In terms of spoken language they are limited, but they surprise me all the time with terms they have picked up over the years. They can definitely associate a lot of words correctly (if it interests them) that we didn't train them with at all, just by mere observation.

A LLM associates bytes with other bytes very well. But it has no notion of emotion, real world actions and reactions and so on in relation to those words.

A thing that dogs are often way better than even humans is reading body language and communicating through body language. They are hyper aware of the smallest changes in posture, movement and so on. And they are extremely good at communicating intent or manipulate (in a neutral sense) others with their body language.

This is a huge, complex topic that I don't think we really fully understand, in part because every dog also has individual character traits that influence their way of communicating very much.

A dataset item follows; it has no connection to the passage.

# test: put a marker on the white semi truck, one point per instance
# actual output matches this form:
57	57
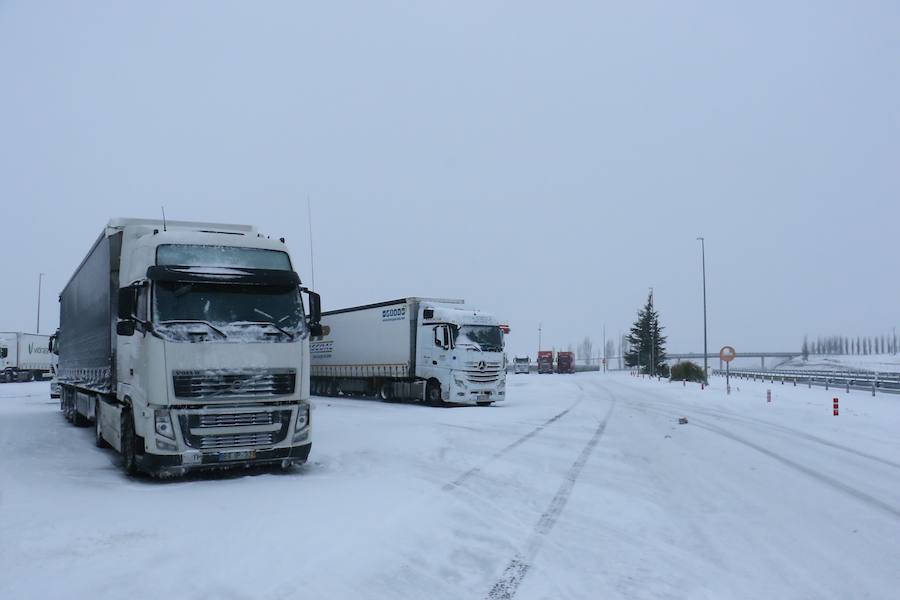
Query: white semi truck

Here's an example of how complex their communication is. Just from yesterday:

One of our dogs is for some reason afraid of wind. I've observed how she gets spooked by sudden movements (for example curtains at an open window).

Yesterday it was windy and we went outside (off leash in our yard), she was wary and showed subtle fear and hesitated to move around much. The other dog saw that and then calmly got closer to her, posturing towards the same direction she seemed to go. He made small very steps forward, waited a bit, let her catch up and then she let go of the fear and went sniffing around.

This all happened in a very short amount of time, a few seconds, there is a lot more to the communication that would be difficult and wordy to explain. But since I got more aware of these tiny movements (from head to tail!) I started noticing more and more extremely subtle clues of communication, that can't even be processed in isolation but typically require the full context of all movements, the pacing and so on.

Now think about what the above example all entails. What these dogs have to process, know and feel. The specificity of it, the motivations behind it. How quickly they do that and how subtle their ways of communications are.

Body language is a large part of _human_ language as well. More often than not it gives a lot of context to what we speak or write. How often are statements misunderstood because it is only consumed via text. The tone, rhythm and general body language can make all the difference.


I've yet to see ChatGPT run away from a cat.


To be fair, it’s the horsepower of a mouse, but all devoted to a single task, so not 100% comparable to the capabilities of a mouse, and language is too distributed to make a good comparison of what milestone is human-like. But it’s indeed surprising how much that little bit of horsepower can do.